SYN -> SYN/ACK time (actual connection) 22%
Web browser says "Contacting www.website.com..."
SYN/ACK -> first data (web server work-- 78%
getting material, processing material)
Web browser says "www.website.com contacted, waiting for response"
Note that this didn't include different types of content. But it *did*
truly measure one thing--that the delay caused by web servers is
considerably higher than that of "network performance" (or actual connect
time).
Urm, maybe I'm missing something here, but taking an incredibly
simplistic model where you have a probability p of losing any packet,
there is a (1-p)^3 chance of 3 way handshake losing a packet and stalling,
and a (1-p)^(2 * no packets reqd for 1st data) for the latter. With
slow start etc there are bound to be more than two packets back before
it starts processing the response, so the latter is always going to
have a higher chance of failing. Now add to the fact that with technology
such as ATM, it is more likely large packets will be dropped than small
ones (with a given cell loss probability), and being careful to remember
all that good stuff at the last but one NANOG about broken client stacks,
and I think you might find the above is a "non measurement".
I *think* (and am not sure) that if you have a proxy set up, you
always get the latter once you have connected to the proxy.
Oh, and to skew the figures in the other direction, doesn't the first
prompt come up while the DNS lookup is being done?
==>ones (with a given cell loss probability), and being careful to remember
==>all that good stuff at the last but one NANOG about broken client stacks,
==>and I think you might find the above is a "non measurement".
It's a rough measurement, and if you'd go so far as to assign a 20% error
margin, you'd stillsee that a web server still owns a *significant* piece
of the click-to-data time, over 50%.
I think that a 20% error margin would be fair for this, provided neither I
nor my provider was having network problems at the time. At the time,
this was intended as a rough measurement to determine how much time was
wasted in waiting for inefficient web servers.
==>I *think* (and am not sure) that if you have a proxy set up, you
==>always get the latter once you have connected to the proxy.
==>
==>Oh, and to skew the figures in the other direction, doesn't the first
==>prompt come up while the DNS lookup is being done?
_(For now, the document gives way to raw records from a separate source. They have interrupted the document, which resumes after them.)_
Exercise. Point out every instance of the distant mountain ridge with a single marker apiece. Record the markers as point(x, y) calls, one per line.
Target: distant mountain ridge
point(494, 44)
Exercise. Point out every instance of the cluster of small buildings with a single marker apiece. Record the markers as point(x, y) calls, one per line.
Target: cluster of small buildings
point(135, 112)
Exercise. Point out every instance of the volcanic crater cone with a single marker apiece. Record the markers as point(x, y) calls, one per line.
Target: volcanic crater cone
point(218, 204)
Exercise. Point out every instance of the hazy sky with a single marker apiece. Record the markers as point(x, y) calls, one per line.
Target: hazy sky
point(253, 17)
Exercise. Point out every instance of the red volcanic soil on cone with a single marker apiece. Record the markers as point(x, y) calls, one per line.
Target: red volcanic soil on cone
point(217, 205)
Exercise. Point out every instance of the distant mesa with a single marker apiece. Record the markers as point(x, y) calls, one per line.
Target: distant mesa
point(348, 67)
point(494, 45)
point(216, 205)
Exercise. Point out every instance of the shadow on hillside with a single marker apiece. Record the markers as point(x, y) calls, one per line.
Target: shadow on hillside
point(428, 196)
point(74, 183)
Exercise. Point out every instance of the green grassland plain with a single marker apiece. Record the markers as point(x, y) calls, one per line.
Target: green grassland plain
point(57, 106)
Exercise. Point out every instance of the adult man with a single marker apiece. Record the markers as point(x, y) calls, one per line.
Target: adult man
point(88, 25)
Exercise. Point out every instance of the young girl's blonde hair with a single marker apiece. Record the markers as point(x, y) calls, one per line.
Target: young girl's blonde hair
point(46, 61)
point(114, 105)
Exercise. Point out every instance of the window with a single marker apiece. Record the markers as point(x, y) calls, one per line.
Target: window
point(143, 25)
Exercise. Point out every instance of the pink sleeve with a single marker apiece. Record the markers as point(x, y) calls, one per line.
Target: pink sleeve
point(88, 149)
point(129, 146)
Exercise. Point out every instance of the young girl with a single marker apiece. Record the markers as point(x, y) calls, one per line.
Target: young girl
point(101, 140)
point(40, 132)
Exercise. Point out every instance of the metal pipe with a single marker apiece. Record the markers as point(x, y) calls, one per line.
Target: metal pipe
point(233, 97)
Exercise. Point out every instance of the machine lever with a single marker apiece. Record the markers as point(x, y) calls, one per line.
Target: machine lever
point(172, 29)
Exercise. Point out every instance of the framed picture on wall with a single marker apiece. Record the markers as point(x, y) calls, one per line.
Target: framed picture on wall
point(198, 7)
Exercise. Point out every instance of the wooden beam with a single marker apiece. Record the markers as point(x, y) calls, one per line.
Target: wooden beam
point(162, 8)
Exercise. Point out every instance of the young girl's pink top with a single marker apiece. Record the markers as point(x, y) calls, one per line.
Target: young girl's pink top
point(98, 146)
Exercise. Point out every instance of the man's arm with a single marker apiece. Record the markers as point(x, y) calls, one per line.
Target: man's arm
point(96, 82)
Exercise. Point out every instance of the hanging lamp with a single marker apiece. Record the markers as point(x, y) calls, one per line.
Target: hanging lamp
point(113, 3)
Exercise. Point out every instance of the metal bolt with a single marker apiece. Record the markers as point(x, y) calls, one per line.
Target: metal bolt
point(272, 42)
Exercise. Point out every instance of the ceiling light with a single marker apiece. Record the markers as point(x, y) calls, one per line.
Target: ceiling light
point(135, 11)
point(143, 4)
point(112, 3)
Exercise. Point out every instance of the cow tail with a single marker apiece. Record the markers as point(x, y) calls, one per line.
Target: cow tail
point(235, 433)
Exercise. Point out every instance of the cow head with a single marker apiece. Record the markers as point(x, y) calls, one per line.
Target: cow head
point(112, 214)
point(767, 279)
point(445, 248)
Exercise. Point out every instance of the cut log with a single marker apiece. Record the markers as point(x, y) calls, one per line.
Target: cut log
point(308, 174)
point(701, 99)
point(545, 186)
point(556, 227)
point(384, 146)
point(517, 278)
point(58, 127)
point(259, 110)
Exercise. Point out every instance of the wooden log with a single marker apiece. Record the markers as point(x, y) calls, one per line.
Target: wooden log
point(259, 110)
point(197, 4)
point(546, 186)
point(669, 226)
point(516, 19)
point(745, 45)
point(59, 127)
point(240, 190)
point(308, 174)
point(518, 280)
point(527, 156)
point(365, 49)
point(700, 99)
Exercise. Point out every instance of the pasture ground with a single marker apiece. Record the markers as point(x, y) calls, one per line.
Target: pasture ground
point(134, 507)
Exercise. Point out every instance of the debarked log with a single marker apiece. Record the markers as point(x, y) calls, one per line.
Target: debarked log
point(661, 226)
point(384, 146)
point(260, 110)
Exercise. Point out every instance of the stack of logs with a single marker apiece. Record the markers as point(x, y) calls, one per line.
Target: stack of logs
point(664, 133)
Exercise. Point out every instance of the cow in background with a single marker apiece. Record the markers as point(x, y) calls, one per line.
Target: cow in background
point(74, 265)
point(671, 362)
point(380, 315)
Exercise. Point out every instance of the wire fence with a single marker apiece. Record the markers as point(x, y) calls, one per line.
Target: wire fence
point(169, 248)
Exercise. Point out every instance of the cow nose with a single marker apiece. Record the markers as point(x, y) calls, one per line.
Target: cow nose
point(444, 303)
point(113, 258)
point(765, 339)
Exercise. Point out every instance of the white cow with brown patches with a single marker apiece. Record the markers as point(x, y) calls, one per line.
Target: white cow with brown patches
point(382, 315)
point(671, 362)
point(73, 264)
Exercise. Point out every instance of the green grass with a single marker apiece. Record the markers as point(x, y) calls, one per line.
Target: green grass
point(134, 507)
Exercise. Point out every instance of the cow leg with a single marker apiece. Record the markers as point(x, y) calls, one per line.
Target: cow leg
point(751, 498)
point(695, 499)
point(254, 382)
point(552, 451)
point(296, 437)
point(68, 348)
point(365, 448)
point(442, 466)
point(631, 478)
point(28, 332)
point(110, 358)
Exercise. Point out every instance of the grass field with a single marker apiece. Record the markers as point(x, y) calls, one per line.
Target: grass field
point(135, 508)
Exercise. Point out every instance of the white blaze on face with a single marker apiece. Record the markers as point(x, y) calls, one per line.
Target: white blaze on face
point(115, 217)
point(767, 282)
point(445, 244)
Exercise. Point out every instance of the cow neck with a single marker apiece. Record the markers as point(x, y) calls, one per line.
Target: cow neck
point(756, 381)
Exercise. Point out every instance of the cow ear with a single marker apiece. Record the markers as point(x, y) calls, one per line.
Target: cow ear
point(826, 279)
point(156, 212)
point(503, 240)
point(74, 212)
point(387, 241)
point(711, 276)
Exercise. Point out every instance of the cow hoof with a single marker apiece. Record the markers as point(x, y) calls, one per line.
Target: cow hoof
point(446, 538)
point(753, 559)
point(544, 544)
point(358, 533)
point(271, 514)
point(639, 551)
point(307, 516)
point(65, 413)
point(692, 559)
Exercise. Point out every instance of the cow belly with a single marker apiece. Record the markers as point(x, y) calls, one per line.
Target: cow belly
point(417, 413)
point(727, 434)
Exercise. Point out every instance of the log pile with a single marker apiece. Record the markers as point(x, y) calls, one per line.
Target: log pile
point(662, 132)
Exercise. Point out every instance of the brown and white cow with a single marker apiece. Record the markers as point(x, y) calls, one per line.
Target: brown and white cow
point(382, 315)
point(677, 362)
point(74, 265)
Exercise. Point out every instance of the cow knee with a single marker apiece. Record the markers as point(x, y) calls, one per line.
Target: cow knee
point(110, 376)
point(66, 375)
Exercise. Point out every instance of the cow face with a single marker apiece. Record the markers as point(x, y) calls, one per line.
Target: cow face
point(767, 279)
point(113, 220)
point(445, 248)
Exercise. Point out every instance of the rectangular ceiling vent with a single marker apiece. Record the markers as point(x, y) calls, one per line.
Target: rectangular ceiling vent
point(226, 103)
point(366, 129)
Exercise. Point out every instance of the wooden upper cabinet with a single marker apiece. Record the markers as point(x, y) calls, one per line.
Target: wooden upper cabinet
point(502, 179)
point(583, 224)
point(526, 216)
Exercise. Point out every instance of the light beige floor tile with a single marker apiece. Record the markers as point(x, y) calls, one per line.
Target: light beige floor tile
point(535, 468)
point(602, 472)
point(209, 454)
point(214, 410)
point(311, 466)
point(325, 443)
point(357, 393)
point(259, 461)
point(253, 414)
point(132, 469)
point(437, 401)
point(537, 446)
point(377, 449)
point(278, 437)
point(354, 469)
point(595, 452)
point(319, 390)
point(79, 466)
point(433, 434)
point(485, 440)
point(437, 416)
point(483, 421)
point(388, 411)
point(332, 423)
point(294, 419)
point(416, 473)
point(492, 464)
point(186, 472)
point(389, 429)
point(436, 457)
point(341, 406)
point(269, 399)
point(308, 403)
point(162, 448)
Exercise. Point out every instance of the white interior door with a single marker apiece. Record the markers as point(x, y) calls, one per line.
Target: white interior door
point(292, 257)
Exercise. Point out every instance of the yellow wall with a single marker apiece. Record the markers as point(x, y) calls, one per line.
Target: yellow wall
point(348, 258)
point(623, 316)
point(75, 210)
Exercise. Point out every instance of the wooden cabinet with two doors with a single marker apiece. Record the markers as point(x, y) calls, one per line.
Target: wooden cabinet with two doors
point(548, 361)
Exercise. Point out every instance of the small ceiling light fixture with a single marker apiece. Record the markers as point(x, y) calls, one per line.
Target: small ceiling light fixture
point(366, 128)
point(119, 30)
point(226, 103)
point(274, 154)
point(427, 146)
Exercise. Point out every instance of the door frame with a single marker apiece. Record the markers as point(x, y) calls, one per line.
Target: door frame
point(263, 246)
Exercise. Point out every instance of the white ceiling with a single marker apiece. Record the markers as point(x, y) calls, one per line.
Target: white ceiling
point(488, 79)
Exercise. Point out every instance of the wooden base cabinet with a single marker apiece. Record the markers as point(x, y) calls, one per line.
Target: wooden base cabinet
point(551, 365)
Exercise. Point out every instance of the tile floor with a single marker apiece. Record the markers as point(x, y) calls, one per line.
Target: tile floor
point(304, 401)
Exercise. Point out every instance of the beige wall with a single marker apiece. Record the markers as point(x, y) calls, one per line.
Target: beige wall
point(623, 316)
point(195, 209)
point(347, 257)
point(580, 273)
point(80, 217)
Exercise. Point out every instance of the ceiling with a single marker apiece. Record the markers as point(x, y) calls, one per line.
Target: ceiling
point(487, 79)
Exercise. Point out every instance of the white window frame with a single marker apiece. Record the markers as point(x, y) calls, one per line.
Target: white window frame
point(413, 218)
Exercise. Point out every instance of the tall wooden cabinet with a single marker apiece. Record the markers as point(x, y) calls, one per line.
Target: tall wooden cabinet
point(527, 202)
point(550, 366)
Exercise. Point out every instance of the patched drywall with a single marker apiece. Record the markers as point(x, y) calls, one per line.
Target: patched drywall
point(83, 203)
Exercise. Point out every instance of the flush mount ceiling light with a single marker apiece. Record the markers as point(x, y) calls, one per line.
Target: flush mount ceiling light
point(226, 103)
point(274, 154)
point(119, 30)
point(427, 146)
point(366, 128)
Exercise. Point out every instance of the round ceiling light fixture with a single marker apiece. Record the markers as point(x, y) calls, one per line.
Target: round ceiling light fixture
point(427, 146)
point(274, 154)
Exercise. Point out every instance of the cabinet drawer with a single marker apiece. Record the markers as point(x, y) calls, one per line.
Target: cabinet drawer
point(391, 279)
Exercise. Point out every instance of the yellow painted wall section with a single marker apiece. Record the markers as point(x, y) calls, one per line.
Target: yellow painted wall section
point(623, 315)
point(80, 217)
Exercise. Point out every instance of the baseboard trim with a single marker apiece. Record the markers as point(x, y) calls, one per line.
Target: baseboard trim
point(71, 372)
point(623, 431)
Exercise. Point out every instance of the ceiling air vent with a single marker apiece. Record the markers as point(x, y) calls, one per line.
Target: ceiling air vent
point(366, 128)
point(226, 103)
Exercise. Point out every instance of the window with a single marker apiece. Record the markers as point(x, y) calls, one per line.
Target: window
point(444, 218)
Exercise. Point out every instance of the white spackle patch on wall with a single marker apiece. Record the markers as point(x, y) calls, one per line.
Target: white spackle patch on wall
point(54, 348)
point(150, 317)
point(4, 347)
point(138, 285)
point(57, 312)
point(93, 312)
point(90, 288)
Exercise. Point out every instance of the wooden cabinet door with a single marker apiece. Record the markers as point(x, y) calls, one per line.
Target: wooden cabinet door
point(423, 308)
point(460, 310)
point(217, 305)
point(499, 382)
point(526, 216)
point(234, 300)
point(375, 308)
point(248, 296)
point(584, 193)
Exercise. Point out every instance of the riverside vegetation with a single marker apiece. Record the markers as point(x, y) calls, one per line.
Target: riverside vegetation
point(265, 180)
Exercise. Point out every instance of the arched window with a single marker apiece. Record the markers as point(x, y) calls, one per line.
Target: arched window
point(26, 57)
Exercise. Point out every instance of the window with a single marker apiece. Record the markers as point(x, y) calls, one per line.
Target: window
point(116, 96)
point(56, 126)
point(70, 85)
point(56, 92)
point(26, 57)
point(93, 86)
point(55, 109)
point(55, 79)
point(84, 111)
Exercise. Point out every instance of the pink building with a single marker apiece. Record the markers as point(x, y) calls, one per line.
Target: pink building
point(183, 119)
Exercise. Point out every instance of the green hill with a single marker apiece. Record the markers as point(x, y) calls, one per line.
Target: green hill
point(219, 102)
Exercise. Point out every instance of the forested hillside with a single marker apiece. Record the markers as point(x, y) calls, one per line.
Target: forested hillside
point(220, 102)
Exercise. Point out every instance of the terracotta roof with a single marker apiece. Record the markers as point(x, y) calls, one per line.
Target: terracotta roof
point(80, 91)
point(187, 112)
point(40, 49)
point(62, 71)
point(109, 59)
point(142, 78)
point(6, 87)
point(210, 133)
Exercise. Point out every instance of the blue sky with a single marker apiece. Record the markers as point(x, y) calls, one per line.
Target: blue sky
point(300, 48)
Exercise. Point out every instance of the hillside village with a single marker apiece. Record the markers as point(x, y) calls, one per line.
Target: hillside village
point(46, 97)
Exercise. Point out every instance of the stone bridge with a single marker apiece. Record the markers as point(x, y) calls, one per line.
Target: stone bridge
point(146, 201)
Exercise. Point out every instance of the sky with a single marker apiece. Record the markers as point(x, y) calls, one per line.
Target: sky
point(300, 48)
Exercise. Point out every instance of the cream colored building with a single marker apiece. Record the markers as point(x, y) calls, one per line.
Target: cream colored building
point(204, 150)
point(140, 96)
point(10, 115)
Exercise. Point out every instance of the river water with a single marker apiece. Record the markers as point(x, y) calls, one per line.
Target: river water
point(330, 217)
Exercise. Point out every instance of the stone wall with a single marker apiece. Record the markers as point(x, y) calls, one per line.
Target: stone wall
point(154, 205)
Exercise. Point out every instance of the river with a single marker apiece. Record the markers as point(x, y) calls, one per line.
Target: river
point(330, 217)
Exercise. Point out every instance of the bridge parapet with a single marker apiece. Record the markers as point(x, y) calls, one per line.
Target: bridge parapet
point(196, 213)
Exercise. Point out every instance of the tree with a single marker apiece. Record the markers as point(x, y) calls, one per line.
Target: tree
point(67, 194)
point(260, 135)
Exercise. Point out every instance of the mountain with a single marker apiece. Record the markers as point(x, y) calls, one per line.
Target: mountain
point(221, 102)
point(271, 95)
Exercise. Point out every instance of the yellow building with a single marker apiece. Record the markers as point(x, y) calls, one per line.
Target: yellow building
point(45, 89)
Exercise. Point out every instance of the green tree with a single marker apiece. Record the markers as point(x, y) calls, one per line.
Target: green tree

Nope. You'll see "Looking up host www.website.com..." in most browsers.
(I didn't use a browser to measure this; those "web browser says" lines
were there for the reference--a lot of people ask me why it sits there a
while after saying "contacted, waiting for response".
It's a rough measurement, and if you'd go so far as to assign a 20% error
margin, you'd stillsee that a web server still owns a *significant* piece
of the click-to-data time, over 50%.
Especially if it's using the particularly sub-optimal (aka 'broken')
network stack that a very popular server operating system has.
In fact, some recent measurements of mine show a large variance even
for a connection setup on a local network depending upon what IP
stacks are involved: varying between 0.39s and 0.007s. (Unsurprisingly
the broken stack referred to above works quite well with itself, and
not too bad with an earlier OS from the same company - if I didn't
know better I might believe that they only tested with their own
systems.)
(this isn't really operational so if you want names let me know
privately. Perhaps someone out there has some clout.)